On the 3rd of December I feel inspired to relate some data quality issues to Mr. Santa Claus – or what is exactly the name. Is it:

  • Saint Nicholas or
  • Père Noël as they say in French or
  • Weihnachtsmann as they say in German or
  • Julemand as we say in Denmark or
  • Plenty of other local names?

Santa Claus versus Saint Nicholas is an example of the use of nicknames which is a main issue in name matching in many cultures.

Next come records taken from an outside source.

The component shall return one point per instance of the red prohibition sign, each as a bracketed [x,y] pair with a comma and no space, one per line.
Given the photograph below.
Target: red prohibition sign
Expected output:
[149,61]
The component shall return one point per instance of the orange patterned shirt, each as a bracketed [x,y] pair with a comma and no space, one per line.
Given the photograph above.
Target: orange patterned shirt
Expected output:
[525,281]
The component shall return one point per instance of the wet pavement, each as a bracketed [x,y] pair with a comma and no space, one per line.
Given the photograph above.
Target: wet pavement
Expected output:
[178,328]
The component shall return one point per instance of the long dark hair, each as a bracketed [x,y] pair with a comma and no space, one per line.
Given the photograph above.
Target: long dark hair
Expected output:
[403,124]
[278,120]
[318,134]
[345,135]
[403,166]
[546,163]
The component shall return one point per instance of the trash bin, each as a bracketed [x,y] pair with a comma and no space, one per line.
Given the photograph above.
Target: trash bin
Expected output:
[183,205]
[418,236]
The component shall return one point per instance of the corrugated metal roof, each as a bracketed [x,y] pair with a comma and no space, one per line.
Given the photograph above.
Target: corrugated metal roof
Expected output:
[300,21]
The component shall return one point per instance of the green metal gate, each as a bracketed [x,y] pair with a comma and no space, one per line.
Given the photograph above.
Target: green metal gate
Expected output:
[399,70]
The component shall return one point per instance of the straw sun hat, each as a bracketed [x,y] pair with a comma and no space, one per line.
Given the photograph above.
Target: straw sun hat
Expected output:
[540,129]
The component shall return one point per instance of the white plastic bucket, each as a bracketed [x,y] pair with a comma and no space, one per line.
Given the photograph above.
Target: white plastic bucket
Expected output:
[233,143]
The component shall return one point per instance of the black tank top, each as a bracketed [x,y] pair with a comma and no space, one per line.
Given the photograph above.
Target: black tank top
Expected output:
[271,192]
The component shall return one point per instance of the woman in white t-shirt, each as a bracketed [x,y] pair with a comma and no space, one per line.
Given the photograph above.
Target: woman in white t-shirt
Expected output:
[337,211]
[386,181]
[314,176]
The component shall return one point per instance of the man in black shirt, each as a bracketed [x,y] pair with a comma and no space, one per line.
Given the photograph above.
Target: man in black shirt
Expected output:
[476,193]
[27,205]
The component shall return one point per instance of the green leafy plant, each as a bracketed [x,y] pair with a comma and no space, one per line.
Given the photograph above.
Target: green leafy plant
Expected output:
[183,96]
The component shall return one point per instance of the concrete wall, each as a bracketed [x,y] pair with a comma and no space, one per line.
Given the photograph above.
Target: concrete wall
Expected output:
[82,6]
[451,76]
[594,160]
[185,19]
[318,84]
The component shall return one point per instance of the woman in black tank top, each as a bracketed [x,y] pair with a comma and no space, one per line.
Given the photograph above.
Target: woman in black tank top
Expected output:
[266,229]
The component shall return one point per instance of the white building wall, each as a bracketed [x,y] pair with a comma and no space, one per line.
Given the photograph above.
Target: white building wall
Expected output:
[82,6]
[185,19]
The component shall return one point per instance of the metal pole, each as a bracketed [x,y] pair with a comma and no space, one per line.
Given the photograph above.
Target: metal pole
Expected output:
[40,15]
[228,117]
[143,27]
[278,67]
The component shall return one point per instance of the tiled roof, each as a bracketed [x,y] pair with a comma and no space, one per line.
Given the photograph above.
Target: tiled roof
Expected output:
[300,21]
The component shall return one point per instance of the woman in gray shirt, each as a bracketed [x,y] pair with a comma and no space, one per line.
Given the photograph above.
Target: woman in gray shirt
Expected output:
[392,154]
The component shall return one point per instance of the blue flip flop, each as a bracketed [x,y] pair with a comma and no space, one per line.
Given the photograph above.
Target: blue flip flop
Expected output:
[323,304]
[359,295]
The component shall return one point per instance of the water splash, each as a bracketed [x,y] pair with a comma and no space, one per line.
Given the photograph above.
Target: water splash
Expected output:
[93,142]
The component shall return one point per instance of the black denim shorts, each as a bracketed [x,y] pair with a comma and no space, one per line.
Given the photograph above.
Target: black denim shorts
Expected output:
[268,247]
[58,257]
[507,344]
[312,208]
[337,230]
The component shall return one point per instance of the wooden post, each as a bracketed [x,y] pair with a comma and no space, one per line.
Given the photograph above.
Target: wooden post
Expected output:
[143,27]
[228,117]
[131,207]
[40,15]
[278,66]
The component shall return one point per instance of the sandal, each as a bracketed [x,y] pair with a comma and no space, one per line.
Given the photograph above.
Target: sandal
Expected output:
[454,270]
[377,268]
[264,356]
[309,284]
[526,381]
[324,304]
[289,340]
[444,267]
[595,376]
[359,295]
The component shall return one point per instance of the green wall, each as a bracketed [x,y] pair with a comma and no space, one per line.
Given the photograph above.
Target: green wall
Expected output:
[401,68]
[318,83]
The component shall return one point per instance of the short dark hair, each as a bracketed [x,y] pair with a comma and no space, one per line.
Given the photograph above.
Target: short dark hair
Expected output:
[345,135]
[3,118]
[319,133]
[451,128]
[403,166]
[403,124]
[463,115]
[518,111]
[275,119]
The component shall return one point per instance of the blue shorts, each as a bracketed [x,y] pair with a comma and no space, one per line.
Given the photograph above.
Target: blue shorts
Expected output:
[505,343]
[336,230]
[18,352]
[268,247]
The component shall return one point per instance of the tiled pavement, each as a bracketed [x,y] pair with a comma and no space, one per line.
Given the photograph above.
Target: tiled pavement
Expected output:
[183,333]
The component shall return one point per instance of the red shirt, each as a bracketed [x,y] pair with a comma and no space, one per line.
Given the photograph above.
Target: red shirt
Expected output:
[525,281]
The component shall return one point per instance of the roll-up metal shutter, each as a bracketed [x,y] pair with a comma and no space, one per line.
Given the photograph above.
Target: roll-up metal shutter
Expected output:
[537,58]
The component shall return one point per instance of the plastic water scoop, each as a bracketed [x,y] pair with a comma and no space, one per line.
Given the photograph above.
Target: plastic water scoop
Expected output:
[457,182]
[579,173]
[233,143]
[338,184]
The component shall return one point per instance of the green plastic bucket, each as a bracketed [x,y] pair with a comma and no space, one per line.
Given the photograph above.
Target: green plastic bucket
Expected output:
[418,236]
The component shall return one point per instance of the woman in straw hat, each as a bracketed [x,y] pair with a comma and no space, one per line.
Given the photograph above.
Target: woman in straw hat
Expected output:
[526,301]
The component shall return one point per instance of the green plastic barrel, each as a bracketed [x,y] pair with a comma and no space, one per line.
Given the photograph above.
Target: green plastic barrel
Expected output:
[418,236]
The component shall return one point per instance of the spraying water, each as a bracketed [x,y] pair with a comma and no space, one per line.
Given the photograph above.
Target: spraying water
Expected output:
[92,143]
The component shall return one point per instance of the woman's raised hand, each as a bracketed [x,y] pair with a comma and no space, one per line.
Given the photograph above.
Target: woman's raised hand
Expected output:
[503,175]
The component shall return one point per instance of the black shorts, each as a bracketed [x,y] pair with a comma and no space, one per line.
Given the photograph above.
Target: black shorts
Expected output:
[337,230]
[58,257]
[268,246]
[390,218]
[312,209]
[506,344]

It’s also important to observe that the German and Danish name is one word versus two words in English and French. Many company names and other names in respective languages shares the same linguistic characteristic.

Father Christmas is an alternative identification maybe more being a job title.

Another question is where he lives.

The North Pole is acknowledged as the correct geographical address in Anglo countries – but there seems to be alternative mailing possibilities as:

  • Santa Claus, North Pole, Canada, HOH OHO
  • Father Christmas, North Pole, SAN TA1 (UK)

However the Finish claims the valid address to be:

In my home country Denmark we will accept nothing but:

  • Julemanden, Box 1615, 3900 Nuuk, Greenland

Finally I could imagine which data quality issues the Santa business has to face:

  • Too many duplicates on the “nice list” leading to heavy overhead in gift spending as well as extra costs in reindeer management.
  • Inaccurate product masters resulting in complaints from nice boys and girls and a lot of scrap and rework.
  • Fraud entries from children already on the ‘naughty list’ may be a challenge.
  • A lot of missing chimney positions may cause severe delivery problems.

But then, why should Santa be smarter than everyone else?